One of the cool parts about writing for El Reg is that you get to talk to the people wbo make the products you use. Sometimes I talk loudly and with great irritation. Sometimes I have to restrain the fanboy.
Alienware is one of the few "brands" I like; and I like them not because they pay me to, but because they make great stuff. I'm odd that way.
Flawless operation? Not a chance...
I'm absolutely delighted this columnist enjoyed their Alienware experience. Mine couldn't have been worse.
Back in 2006 I spent a not insubstantial amount of £1800 on an Alienware m9700 laptop. When it arrived it was Dead On Arrival. Sometimes it would switch on, other times it wouldn't. It went back within 48 hours.
A month later, when it returned, all was good. Until it started BSODing all the time a few months later. Multiple clean installs of Windows failed to cure the problem, so back it went to Alienware/Dell where it was fitted with what was now its third motherboard.

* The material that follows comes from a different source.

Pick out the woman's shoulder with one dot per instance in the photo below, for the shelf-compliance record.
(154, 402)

Back it came. All was good until the 12 month warranty ran out and it started exhibiting the same old BSOD issues. Fortunately Alienware / Dell agreed to repair it out of warranty for free (after some badgering).
Motherboard number 4!
Within a couple of months the WUXGA screen started playing up with vertical lines showing on the right side, then the BSODs started returning. Then the laptop stopped turning on altogether.
At the time, my wife was having some pretty serious health issues so I didn't have the time to waste badgering Alienware / Dell again. When I did eventually try contacting them I received no response, so the laptop to this day remains sitting in my IT room, broken, non functioning. A seriously good looking, but ultimately useless £1800 paperweight that didn't even give me a year of flawless operation.

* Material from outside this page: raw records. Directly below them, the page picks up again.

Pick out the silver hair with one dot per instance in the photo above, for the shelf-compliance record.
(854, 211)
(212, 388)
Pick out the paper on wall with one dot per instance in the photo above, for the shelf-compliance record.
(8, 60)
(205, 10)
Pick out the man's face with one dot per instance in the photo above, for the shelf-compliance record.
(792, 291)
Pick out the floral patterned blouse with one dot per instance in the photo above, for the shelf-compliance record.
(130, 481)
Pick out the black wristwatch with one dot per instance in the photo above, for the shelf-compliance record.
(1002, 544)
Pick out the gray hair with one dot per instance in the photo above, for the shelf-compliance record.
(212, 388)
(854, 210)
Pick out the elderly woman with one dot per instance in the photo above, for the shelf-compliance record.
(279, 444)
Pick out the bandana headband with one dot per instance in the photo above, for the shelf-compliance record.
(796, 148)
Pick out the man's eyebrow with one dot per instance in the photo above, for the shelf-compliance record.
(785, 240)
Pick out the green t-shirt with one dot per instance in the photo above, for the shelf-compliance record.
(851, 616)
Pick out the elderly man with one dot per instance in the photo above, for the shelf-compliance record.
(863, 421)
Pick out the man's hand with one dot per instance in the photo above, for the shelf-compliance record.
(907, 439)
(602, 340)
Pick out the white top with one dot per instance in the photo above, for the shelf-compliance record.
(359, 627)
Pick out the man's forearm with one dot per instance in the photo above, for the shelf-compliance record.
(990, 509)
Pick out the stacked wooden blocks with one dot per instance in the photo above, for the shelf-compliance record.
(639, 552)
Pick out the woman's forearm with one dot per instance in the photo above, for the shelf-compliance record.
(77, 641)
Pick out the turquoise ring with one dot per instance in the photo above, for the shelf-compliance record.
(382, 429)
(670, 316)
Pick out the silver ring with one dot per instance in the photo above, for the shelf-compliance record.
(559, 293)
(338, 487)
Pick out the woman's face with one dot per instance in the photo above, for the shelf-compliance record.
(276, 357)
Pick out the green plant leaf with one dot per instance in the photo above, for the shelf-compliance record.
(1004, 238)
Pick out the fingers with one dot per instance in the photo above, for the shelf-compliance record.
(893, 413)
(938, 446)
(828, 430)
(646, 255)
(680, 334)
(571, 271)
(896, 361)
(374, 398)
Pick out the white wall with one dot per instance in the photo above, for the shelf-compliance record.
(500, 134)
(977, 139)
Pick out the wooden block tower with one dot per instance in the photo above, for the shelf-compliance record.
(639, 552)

I won't be making that mistake again.
Corporate evolution
You see this approach a lot more on the enterprise computing side, Dell acquired many companies over the past few years but hasn't really gutted any of them, they simply operate as their own division under the Dell name (Compellent, EqualLogic, Force10, AppAssure, KACE, Sonicwall etc are now rebranded Dell:Compellent, Dell:EqualLogic, etc). I'm sure in traditional business areas (IT, finance, HR) Dell has probably consolidated those companies under their internal processes, but otherwise for the most part the companies seem to retain their identities and benefit from some collaboration with other divisions.
It's not a bad approach, and it looks like the same was done with Alienware.
Between my personal systema and the corporate deployments of these units, I've worked with over 2000 Alienware notebooks. There have been 3 RMA-class incidents (dead mobo), 2 stiff-hinge-death incidents, and a life lesson learned about AMD's inability to make good dual-GPU drivers.
Compared to every other system I've worked with - the $400 Samsung netbooks my wife and I have being the only exception - these Alienware boxes have had the lowest incidence of "it's dead, Jim." Hardware or software. That includes Dell's disposable consumer goods, HP, Asus, MSI, Sager, Samsung, Fujitsu, Sony, Eurocom, Acer, Lenovo...
I think I can speak from some experience on this one.